The Jenner case affected Dr. Harper both as primate and as diocesan, but when once the diocese of Dunedin was settled by the appointment of Dr. Nevill he had no further difficulties outside the limits of his own diocese.
As primate he was called upon to consecrate four bishops, viz: Dr. Hadfield, to Wellington, in 1870; Dr. Nevill, to Dunedin, in 1871; Dr. John Selwyn, to Melanesia, and Dr. Stuart to Waiapu, both in 1877.
He presided over seven General Synods, and at the Lambeth Conference of 1878 took his seat with the other metropolitans within the sanctuary of St. Paul's Cathedral.

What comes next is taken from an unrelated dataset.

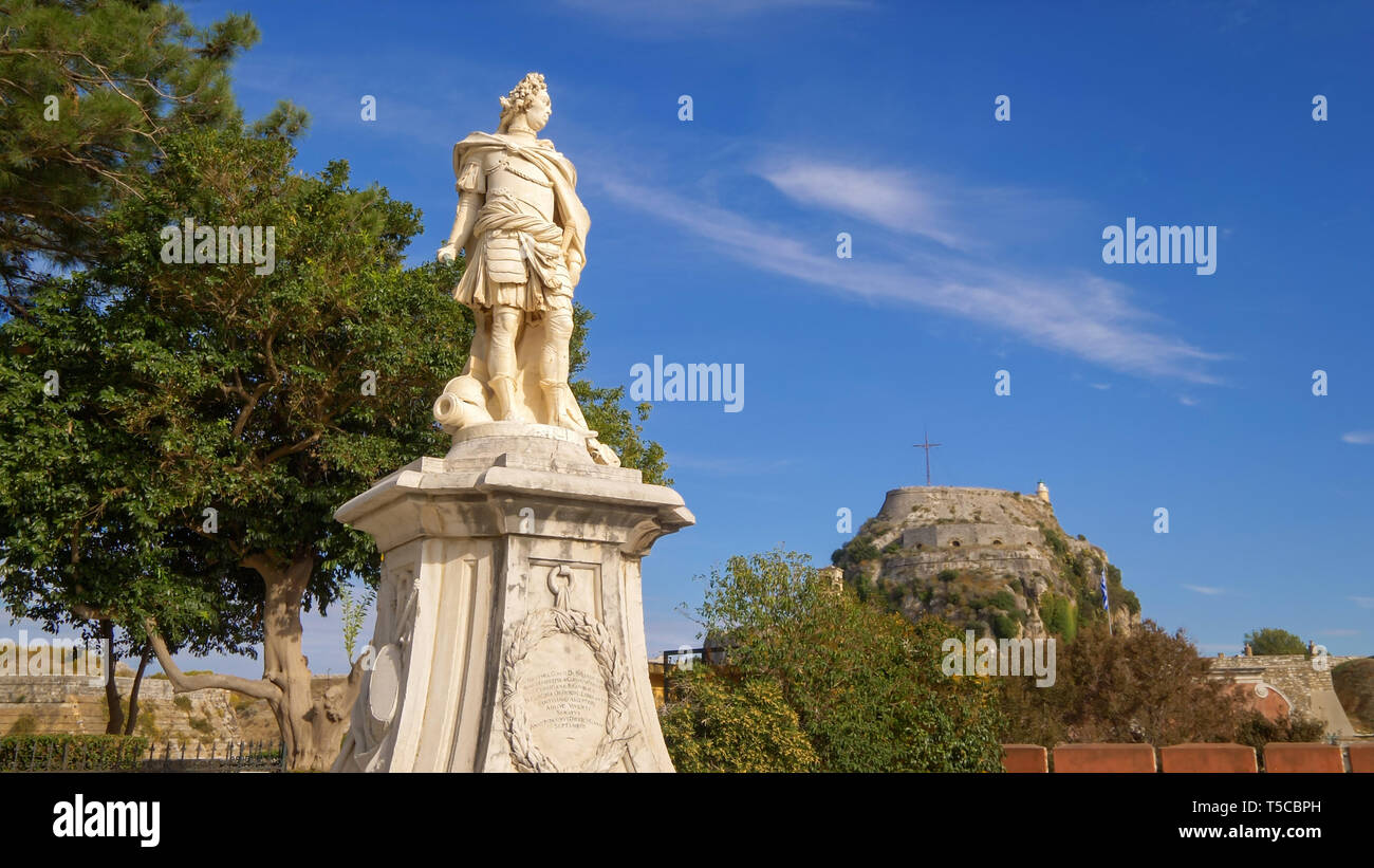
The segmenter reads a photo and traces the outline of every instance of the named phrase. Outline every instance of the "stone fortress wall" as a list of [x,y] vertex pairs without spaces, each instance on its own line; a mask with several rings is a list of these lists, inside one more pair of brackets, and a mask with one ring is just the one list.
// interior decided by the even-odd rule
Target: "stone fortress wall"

But there were difficulties enough within the reduced diocese of Canterbury to occupy the attention of any conscientious pastor. The character of the settlement was changing. New Zealand was about to enter upon the era of public works and immigration. The stage coach and then the railway, made travelling more easy. The diocese was fairly provided with church buildings. But the new time brought new trials. Hitherto the difficulty had been to bring church ordinances within reach of the people: henceforth the question was to be how to bring the people to the use of church ordinances. Not that the difference was felt all at once, nor even clearly perceived in all its force, but it came about gradually and with ever increasing clearness. The causes of this change were manifold--some peculiar to the colony, others of a more general character.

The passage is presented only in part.